Selon elle, le gouvernement aurait aussi dû saisir l’occasion de s’attaquer aux problématiques connues dans le fonctionnement du BEI. « L’encadrement actuel du BEI ne permet tout simplement pas d’assurer son indépendance, son impartialité et sa transparence », remarque la porte-parole de LDL.

« La majorité des enquêteurs du BEI sont d’anciens policiers, comment voulez-vous qu’ils soient réellement indépendants? Le bureau porte vraiment mal son nom », ironise Mme Khelil.

La LDL a étudié le travail réalisé par le BEI depuis sa création en 2016 et a constaté que la majorité des citoyen·nes qui ont eu affaire avec lui en sont ressorti·es avec une grande méfiance envers l’institution et envers sa capacité à agir comme un arbitre réellement indépendant de la police, remarque sa porte-parole.

De plus, il semble que le bureau soit de moins en moins transparent au fil du temps, selon Lynda Khelil. « Des documents auxquels ont avait facilement accès en 2019 grâce aux demandes d’accès à l’information nous sont désormais systématiquement refusés. »
Un manque de vision

Pour la LDL, ce projet de loi témoigne du manque de vision de la CAQ concernant le rôle que doit jouer la police dans une société démocratique. « Il y a beaucoup de recul dans ce qu’ils proposent, même s’il y a de petites avancées », souligne la porte-parole.
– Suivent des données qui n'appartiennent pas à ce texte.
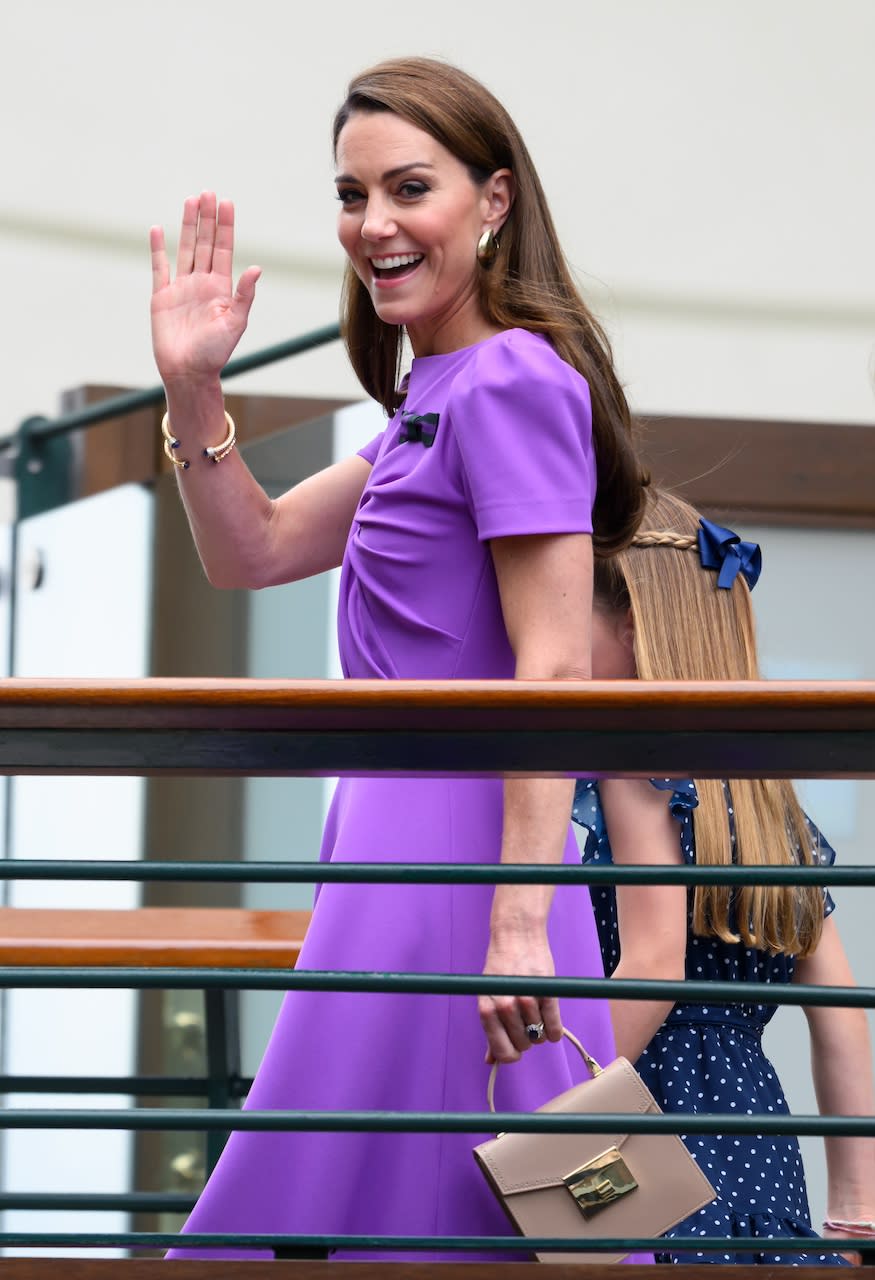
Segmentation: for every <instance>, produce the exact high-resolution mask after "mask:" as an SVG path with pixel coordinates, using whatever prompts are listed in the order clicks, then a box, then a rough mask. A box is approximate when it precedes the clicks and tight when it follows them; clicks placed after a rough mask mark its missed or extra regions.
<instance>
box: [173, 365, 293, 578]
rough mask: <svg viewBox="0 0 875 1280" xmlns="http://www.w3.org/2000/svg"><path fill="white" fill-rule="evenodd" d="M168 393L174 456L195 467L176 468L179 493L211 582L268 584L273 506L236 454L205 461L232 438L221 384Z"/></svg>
mask: <svg viewBox="0 0 875 1280" xmlns="http://www.w3.org/2000/svg"><path fill="white" fill-rule="evenodd" d="M165 389H166V397H168V425H169V430H170V431H171V433H173V435H174V436H175V438H177V439H178V440H179V447H178V448H177V449H174V451H173V452H174V456H177V457H178V458H179V460H180V461H182V460H183V458H184V460H187V461H188V463H189V465H188V467H184V468H183V467H180V466H178V467H175V471H177V477H178V480H179V492H180V495H182V500H183V504H184V507H185V513H187V516H188V522H189V525H191V529H192V535H193V538H194V544H196V547H197V552H198V556H200V557H201V563H202V564H203V570H205V572H206V575H207V577H209V579H210V581H211V582H212V585H214V586H221V588H257V586H262V585H265V582H264V580H262V579H264V573H265V568H266V566H267V564H269V563H270V554H269V545H270V534H271V518H272V503H271V500H270V498H269V497H267V494H266V493H265V492H264V489H262V488H261V485H260V484H258V483H257V481H256V479H255V476H253V475H252V472H251V471H249V470H248V467H247V466H246V463H244V462H243V460H242V458H240V457H239V454H238V453H237V451H235V449H234V451H232V452H230V453H229V454H228V457H225V458H223V460H221V462H211V461H210V460H209V458H206V457H205V456H203V449H205V448H206V447H207V445H216V444H219V443H220V442H221V440H223V439H225V435H226V430H228V429H226V424H225V412H224V397H223V390H221V384H220V383H219V381H217V380H212V381H206V383H202V384H193V383H191V381H187V383H185V384H182V383H180V384H177V385H174V384H170V385H168V387H166V388H165Z"/></svg>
« Ce qui est clair, c’est qu’ils y vont un peu à la pièce et qu’ils ont surtout écouté le point de vue des policiers. »
Lynda Khelil, Ligue des droits et libertés

Par exemple, le gouvernement compte adresser les « interpellations discriminatoires », une pratique dénoncée parce qu’elle mène à du profilage racial et de collecter des données sur le sujet. Lynda Khelil rappelle toutefois que le gouvernement devrait s’attaquer à l’ensemble des interpellations, d’autant plus que cette pratique n’est pas un pouvoir policier reconnu au Québec.

« En ajoutant des qualificatifs comme “discriminatoire”, ça sème la confusion surtout que la discrimination policière est déjà interdite par les chartes! » rappelle-t-elle. Aussi, collecter des données sur les interpellations peut être une bonne chose, selon elle, pour autant que cela ne devienne pas une excuse pour attendre avant d’agir.

« Ce qui est clair, c’est qu’ils y vont un peu à la pièce et qu’ils ont surtout écouté le point de vue des policiers », résume-t-elle.